The driver states that when his guard gave him the usual signal that the train was ready to leave Tooting it was so foggy that he could not see the starting-signal, but that on drawing up to it he found it off, and started away; but the evidence not only of the signalman and porter at Tooting, but to some extent that of his own guard, proves conclusively that he ran past this starting-signal at danger. He further states that the Morton Abbey distant-signal. was off for him, but here again his guard's evidence is against him. It is certain that by the interlocking in Merton Abbey signal-box the lever of this signal could not have  been pulled over; and the evidence of the driver and guard of the London, Brighton, and South Coast goods train proves that this signal was showing a proper red light when they passed it; but, more than this, the driver of the passenger train is condemned out of his own mouth, for he states that the signal was showing a "white light with a little bit of red," and afterwards admits that he knew that this signal ought to show a green light when it is all right; so that, even by his own admission, he ought to have treated the signal as a danger signal, as it was not showing the proper light.
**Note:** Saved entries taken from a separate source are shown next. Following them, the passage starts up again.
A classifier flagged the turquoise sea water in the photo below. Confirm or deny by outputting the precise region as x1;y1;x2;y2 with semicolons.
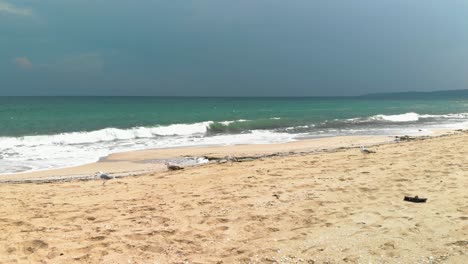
1;96;468;174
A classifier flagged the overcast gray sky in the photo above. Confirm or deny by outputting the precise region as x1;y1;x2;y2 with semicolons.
1;1;468;96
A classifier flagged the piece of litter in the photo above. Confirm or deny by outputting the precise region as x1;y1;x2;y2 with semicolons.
404;195;427;203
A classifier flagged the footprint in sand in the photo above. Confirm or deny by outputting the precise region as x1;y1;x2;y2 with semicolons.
22;240;48;254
As a matter of fact the signal does not show a white light under any circumstances, and it is clear that not the smallest dependence can be placed upon the word of this driver.

The evidence as to the fog is a little contradictory; but it was no doubt a thick night, the fog being partial, and probably preventing the signals from being seen for over 200 yards, or over less at places.

This collision was, beyond question, clue to the gross carelessness of the driver of the London and South-Western passenger train in running past two signals at danger; but the risk of such an accident ought never to have been run, There was no possible reason why the goods train should not have been placed upon the up line to do its shunting as soon as it arrived at Merton Abbey, and the conduct of the station-master in leaving it upon the down line until the passenger train was nearly due is deserving of censure. He states that it was at 10.40 that he first gave the order for the engine to go across to shunt the train clear of the down line, but the evidence of the guard and driver of the train is to that effect that this order was not given until some minutes later, and I suspect that no order was given until after the Tooting signalman sent the message on his speaking instrument to hasten the clearing of the line.

It is true that the accommodation at. Merton Abbey is very small, and that shunting is carried on under difficulties; but. that should have made the station-master all the more careful to take steps to have the down line cleared in ample time before the passenger train was due.

The driver of the passenger train might, perhaps, have lessened the speed of his train before the collision if he had had a continuous break at his command; but no continuous break will prevent collisions when drivers run wilfully past signals at danger.

It should be observed that the injuries to the driver and fireman of the passenger train would probably have been far less severe if the engine had not been running with the proper trailing end in front; and it is this additional risk to the men upon the engine which is one of the principal reasons for objecting to the running of either tank or tender engines in this position.